Trostgottesdienst:
Trauergemeinde nahm Abschied von Bezirksvorsteher Schönleiter

Eine große Schar an Trauergästen nahm am Samstag, den 5. August 2016 in der Kirche in Merseburg Abschied von dem verstorbenen ehemaligen Bezirksvorsteher Walter Schönleiter. Den Trostgottesdienst leitete Apostel Jens Korbien.

Unter ergreifender Anteilnahme der vielen Gäste, darunter auch der Apostel Rolf Wosnitzka, die Bischöfe Thomas Matthes und Ralph Wittich sowie der im Ruhestand befindliche Bezirksapostel Wilfried Klingler und Apostel Gerald Bimberg, beleuchtete Apostel Korbien das Leben des Verstorbenen. Die versammelte Gemeinde sang dazu zu Beginn der Stunde sein Lieblingslied "Wohl mir, dass ich Jesus habe". So stand es auch im Herzen des ehemaligen Bezirksvorstehers Walter Schönleiter, so der Apostel. Er suchte Frieden, Freude und Kraft in Jesus Christus. Dieses konnte er auch an die Glaubensgeschwister im Bezirk weitergeben, denn sein Handeln war geprägt von Frieden und Freude.

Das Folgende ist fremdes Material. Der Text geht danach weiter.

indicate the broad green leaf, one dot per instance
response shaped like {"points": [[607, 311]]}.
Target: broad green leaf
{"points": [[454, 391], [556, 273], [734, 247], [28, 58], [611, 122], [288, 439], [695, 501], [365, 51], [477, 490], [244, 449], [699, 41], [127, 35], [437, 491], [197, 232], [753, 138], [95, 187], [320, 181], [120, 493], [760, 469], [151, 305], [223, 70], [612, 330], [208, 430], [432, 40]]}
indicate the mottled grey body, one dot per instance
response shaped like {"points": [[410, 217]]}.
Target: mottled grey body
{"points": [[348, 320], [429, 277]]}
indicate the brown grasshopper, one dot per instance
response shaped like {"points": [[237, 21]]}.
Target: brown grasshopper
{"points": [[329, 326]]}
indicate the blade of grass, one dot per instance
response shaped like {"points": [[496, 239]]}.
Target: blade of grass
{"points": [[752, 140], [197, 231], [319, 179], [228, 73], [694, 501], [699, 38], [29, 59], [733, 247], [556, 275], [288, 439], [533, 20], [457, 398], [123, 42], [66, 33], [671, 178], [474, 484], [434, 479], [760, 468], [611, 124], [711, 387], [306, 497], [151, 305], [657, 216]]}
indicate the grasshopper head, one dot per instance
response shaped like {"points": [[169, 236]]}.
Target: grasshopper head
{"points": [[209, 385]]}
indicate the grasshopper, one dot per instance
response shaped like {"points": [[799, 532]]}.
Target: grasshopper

Die Trostpredigt stellte Apostel Korbien unter das Wort aus Römer 14,  aus Vers 17, welches auch ein Zeugnis des Strebens des Verstorbenen ist:

"Das Reich Gottes ist... Gerechtigkeit und Friede und Freude in dem Heiligen Geist. Wer darin Christus dient, der ist Got wohlgefällig und bei den Menschen geachtet."

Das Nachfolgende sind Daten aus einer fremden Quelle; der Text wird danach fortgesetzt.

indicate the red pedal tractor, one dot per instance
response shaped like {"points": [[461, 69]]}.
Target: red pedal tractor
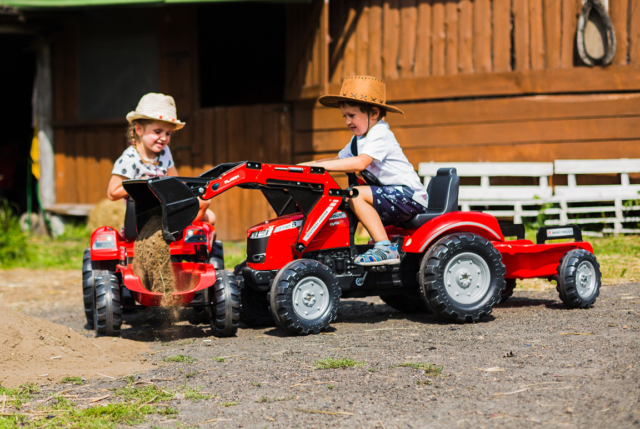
{"points": [[197, 260], [456, 264]]}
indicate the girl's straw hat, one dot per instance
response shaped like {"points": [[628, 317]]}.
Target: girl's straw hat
{"points": [[157, 107], [361, 89]]}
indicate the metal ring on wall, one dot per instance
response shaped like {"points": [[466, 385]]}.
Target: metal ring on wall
{"points": [[610, 48]]}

Walter Willy Schönleiter hatte ein unerschütterliches Gottvertrauen, auch bei Belastungen und Enttäuschungen. Er diente seit 1955 als Amtrsträger in der Neuapostolischen Kirche, darunter als Gemeindevorsteher für Schafstädt und Merseburg. Seit 1988 war er als Bezirksältester für den Bezirk Halle (Saale) tätig und wurde im Jahr 2002 durch Bezirksapostel Klingler in den Ruhestand versetzt. Auch im Ruhestand pflegte er weiterhin Gemeinschaft und Gastfreundschaft und war beispielsweise auch bis zuletzt in der Kirchengrundstückspflege aktiv. Von seiner schweren Krankheit, die ihn 2010 erreichte, konnte er sich am Ende nicht mehr erholen.

Apostel Rolf Wosnitzka bezeugte im Mitdienen, dass Walter Schönleiter nicht nur ein Amtsbruder war, sondern auch ein Glaubensbruder, der die Gemeinschaft brauchte und pflegte. Ihm war er auch ein väterlicher Freund und Ratgeber mit viel Lebenserfahrung und Lebensweisheit. Apostel Wosnitzka stellte das Leben des Verstorbenen unter das Wort aus Römer 4, Vers 20 und 21:

"Denn er zweifelte nicht an der Verheißung Gottes durch Unglauben, sondern wurde stark im Glauben und gab Gott die Ehre und wusste auf allergewisseste: Was Gott verheißt, das kann er auch tun."